Estrés y sobrepeso, mucho más conectados de lo que pensamos
El estrés hace que podamos excedernos con la comida y aumentemos el “picoteo compulsivo”
El deporte, una dieta equilibrada y una actitud positiva ante la vida son los mejores remedios para evitar caer en el estrés emocional
Madrid, 3 de febrero de 2010
Ya olvidadas las vacaciones navideñas, la rutina laboral pasa factura a muchos trabajadores, que caen en pequeñas depresiones o sufren periodos de estrés, lo que les puede inducir a excederse con la comida.
Según el doctor Ignacio Ferrando, director de Comunicación Médica de Sanitas, “parte de nuestro instinto de supervivencia y autorecompensa reside en la comida, lo que nos impulsa a buscar en ella instintivamente la satisfacción perdida en los problemas cotidianos”. Por tanto, un hambre desmedida o un “ansia de picar” incontrolada son señales que no debemos despreciar, pues nos indican que algo ocurre y que, de obviarlas, podrían acarrearnos serias consecuencias.
La ingesta de alimentos poco saludables o la ruptura de los hábitos alimenticios puede desembocar en la falta de algunos nutrientes y en la consiguiente bajada de defensas, debilitando así nuestro sistema inmunitario y provocándonos estrés físico que, al mismo tiempo, origina episodios de estrés emocional, el cual intentamos mitigar auto recompensándonos a través de la comida.
Se trata de un círculo vicioso al que debemos poner fin lo antes posible, pues las consecuencias clínicas derivadas del exceso de peso son múltiples: trastornos cardiocirculatorios, artrosis, disfunción hepática, diabetes, arteriosclerosis… Bien lo sabe la Sociedad Española para el Estudio de la Obesidad (SEEDO), cuyo último estudio revela que el 53,5% de la población española entre 25 y 60 años presenta exceso de peso, de los que un 39% tiene sobrepeso y un 14,5% padece obesidad.
Consejos para evitar el estrés emocional y el sobrepeso
El doctor Ferrando nos ofrece algunos consejos para evitar caer en un cuadro de estrés y un aumento considerable del peso:
1. Evita ingerir café y alcohol y si lo toma, hazlo de forma moderada. Estas sustancias sobreactivan el organismo y aunque provoquen una sensación de relajación, ésta es transitoria.
2. Haz deporte al menos tres veces por semana. El esfuerzo físico moderado estimula la segregación de endorfinas, que influyen positivamente en nuestro estado de ánimo
3. Mantén una dieta equilibrada.
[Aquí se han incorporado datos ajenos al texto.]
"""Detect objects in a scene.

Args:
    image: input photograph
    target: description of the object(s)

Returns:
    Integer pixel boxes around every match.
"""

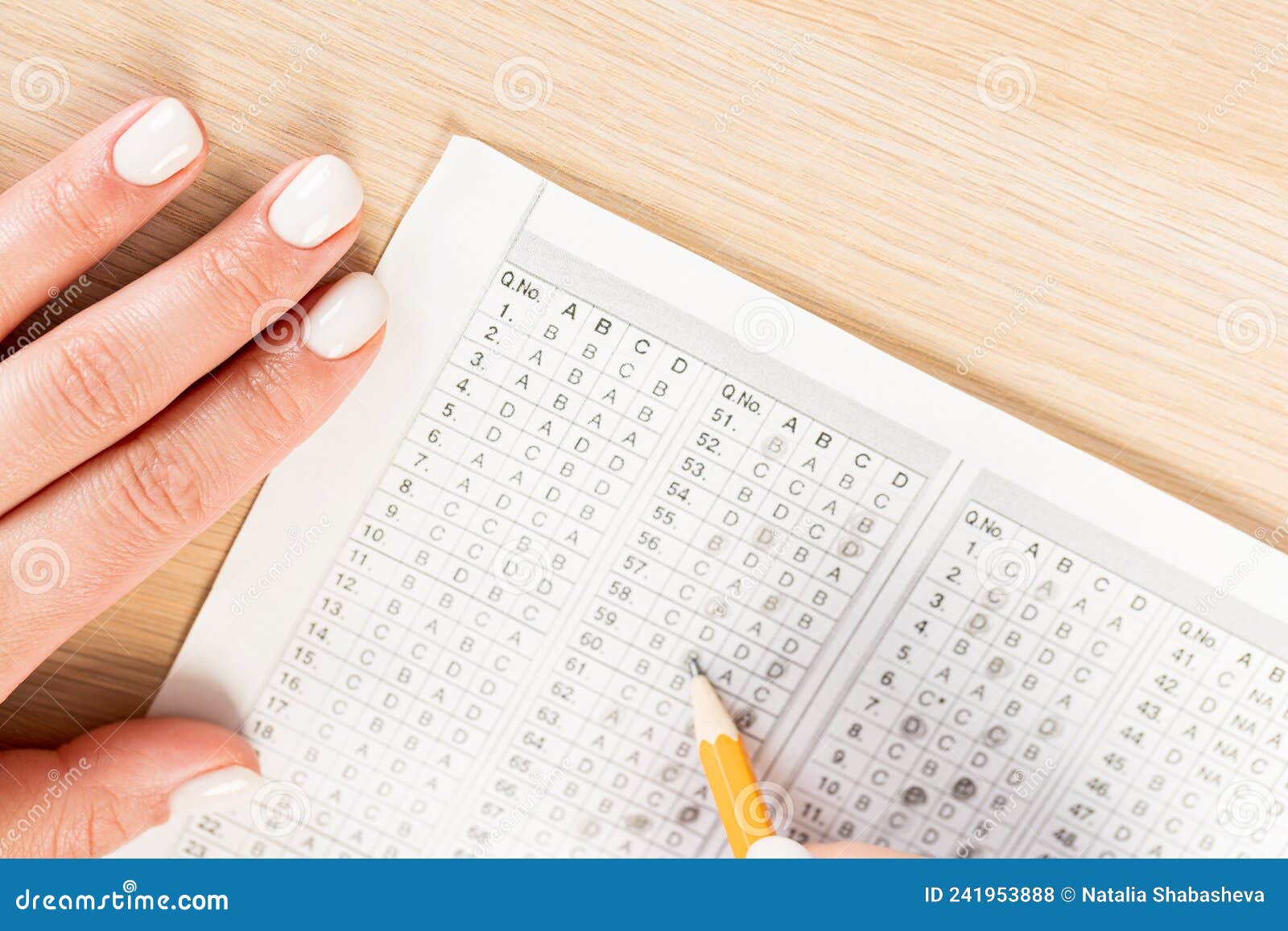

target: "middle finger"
[0,156,362,514]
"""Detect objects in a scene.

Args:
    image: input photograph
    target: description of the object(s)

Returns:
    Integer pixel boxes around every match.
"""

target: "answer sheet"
[125,138,1288,856]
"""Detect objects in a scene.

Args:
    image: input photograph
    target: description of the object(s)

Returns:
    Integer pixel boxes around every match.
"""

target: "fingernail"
[170,766,268,818]
[112,97,204,188]
[304,272,389,359]
[268,156,362,249]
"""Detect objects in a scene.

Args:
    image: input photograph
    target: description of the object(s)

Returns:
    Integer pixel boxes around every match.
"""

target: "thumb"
[0,717,262,856]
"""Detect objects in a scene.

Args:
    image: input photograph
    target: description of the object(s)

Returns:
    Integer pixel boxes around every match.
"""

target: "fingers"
[0,717,264,856]
[0,273,389,697]
[0,156,362,513]
[0,97,206,335]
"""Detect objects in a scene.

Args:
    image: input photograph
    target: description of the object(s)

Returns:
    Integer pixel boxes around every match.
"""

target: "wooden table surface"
[0,0,1288,744]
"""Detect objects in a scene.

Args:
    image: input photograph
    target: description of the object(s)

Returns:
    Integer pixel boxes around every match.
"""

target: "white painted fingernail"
[170,766,268,818]
[112,97,204,188]
[747,834,814,860]
[304,272,389,359]
[268,156,362,249]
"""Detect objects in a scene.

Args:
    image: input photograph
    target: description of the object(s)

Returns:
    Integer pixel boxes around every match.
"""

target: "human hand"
[0,98,388,856]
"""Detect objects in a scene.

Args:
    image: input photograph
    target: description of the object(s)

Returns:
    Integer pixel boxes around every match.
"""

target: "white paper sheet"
[125,138,1288,856]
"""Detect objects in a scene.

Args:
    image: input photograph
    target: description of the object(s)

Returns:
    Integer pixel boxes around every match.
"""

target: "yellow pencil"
[687,656,809,859]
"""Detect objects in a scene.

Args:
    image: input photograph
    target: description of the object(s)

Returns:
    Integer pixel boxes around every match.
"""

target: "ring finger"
[0,103,362,513]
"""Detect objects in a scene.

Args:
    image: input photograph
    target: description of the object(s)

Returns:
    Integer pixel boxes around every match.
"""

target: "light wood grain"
[0,0,1288,743]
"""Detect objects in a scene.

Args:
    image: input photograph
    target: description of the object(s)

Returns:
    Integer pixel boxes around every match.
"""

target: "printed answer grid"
[794,501,1288,856]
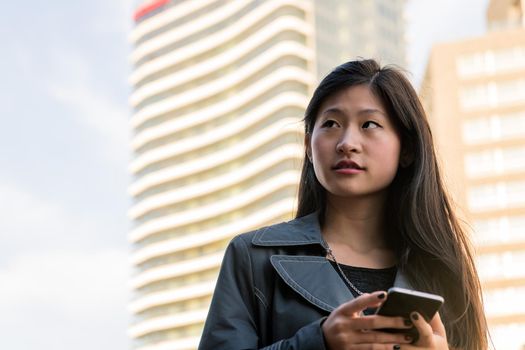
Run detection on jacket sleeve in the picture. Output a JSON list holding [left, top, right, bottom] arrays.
[[198, 237, 325, 350]]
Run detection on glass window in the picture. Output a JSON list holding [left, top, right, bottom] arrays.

Esto no sólo te ayudará a enfrentarte a situaciones de la vida cotidiana con mayor fuerza y aguante, además, verte mejor físicamente te ayudará a mejorar tu estado de ánimo
4. Ingiere alimentos ricos en vitaminas A, B y C y en minerales. Las frutas y verduras frescas, así como los frutos secos y el pescado al vapor, te aportarán todos los nutrientes necesarios para evitar la fatiga y el estrés diario.
5. Duerme 8 horas diarias. Procura seguir una rutina de sueño evitando dormir poco entre semana y aumentando las horas de sueño excesivamente los fines de semana. Una media de ocho horas al día es lo ideal para que nuestro organismo esté al 100% al comenzar el día.
6. Tómate al menos 15 minutos cada día para cerrar los ojos, respirar profundamente y dejar la mente en blanco.
7. Enfréntate al día a día con una actitud positiva. Piensa que todo pasa y busca recompensarte de los malos ratos de otra manera que no sea comiendo.
8. Cada cierto tiempo, escribe tu escala de valores en la vida y comprueba si se corresponde con el tiempo que dedicas a cada uno de ellos. Si no es así, haz un esfuerzo por cambiar de estilo de vida.
9. Acepta ayuda de los que más te quieren. Si solo no puedes hacer frente a tu situación, apóyate en familiares, amigos e incluso profesionales que te echen una mano.
10. Aprende a disfrutar de los pequeños placeres de la vida, sonríe más y trata de controlar tus emociones evitando caer en la tentación de refugiarte en la comida.